MGX Minerals Inc. [XMG-CSE] on Tuesday Mar 6 announced a positive Preliminary Economic Assessment for its Driftwood Creek Magnesium project in southeastern British Columbia.
The company has filed a technical report which examines the merits of building a conventional quarry pit mine with a processing and furnace/kiln combination to produce a saleable Dead Burn Magnesium oxide (DBM) product along with a caustic-calcined magnesium oxide (CCM) as a separate saleable product.
“We are extremely pleased with the results of the PEA, which display Driftwood’s ability to become a high-margin, low-cost producer of magnesium oxide in a politically secure jurisdiction,” said MGX President and CEO Jared Lazerson.
“We believe this significant milestone outlines a clear path forward and provides numerous opportunities to further enhance the economics of the Project with the pre-feasibility study,” he said.
MGX Minerals is a diversified resource company that is focused on the development of large-scale industrial mineral portfolios in specific commodities and jurisdictions that will fuel the new energy economy.
The company says it is uniquely positioned to pursue this strategy as it holds significant interests in lithium, magnesium, and silicon assets throughout North America.
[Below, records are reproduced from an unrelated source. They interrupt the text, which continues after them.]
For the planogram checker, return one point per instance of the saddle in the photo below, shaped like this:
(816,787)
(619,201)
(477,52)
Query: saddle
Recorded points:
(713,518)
Highlights of the PEA include the following:
- Pre-tax net present value (NPV @ 5% of $529.8 million, IRR of 24.5% with a 3.5-year payback
- Initial capital costs of $235.9 million (total life of mine $239.8 million includes sustaining/closure costs of $3.9 million and contingency costs of $40 million)
- Conventional quarry pit mine with 1,200 tonne-per day process plant using conventional crushing, grinding, flotation upgrading, calcination, and sintering to produce a saleable DBM product
- LOM average head grades of 43.27% MgO
- Mine life of 18.8 years
- Pre-tax cash flow during production of $1.051 billion.
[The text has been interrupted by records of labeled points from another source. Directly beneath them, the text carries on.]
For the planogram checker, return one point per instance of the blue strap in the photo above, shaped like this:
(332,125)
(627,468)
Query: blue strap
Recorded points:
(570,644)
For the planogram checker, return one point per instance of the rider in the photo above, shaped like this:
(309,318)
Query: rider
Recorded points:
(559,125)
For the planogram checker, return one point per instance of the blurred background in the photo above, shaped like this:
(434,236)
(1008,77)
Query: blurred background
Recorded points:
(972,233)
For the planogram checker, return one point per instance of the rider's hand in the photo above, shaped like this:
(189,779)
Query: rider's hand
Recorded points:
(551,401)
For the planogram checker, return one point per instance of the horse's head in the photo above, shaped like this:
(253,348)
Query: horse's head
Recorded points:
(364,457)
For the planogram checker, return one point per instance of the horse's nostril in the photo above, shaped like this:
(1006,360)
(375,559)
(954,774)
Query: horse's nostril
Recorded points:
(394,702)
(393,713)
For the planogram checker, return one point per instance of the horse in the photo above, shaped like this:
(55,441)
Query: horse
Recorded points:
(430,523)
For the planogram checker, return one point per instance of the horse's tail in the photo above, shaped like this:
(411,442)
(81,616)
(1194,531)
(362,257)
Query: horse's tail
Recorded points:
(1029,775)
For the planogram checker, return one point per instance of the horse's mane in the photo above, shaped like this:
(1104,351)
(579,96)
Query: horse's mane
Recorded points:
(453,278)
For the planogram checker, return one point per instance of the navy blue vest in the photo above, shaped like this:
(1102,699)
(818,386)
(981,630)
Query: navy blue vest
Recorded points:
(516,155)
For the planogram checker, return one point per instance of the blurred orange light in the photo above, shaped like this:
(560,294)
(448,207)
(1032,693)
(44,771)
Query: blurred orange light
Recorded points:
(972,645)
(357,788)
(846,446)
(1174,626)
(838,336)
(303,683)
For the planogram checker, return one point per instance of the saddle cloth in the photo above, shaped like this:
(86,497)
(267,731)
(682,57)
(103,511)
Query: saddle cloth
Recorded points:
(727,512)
The Driftwood Creek Project is located in southern British Columbia, approximately 210 km northwest of Cranbrook. Infrastructure currently exists in the form of paved highways and forest service roads, a CPR spur line (at Brisco, B.C.) and a major power line within 15 km of the property.
The plant will be located in Cranbrook, where all mineralized run-of-mine material will be hauled and processed.
The PEA is based on a high grade (43% MgO) and largest (7.8 million tonnes) mineable resource at surface, resulting in recoveries (90% average) with conventional processing (crushing, grinding, flotation upgrading, calcination, and sintering to produce a saleable DBM product).
The DBM product will be bagged and transported to market for sale as a powder with a purity of 94.6% MgO.
On Tuesday, MGX shares rose 4.38% or $0.06 to $1.43. The 52-week range is $1.96 and 73 cents.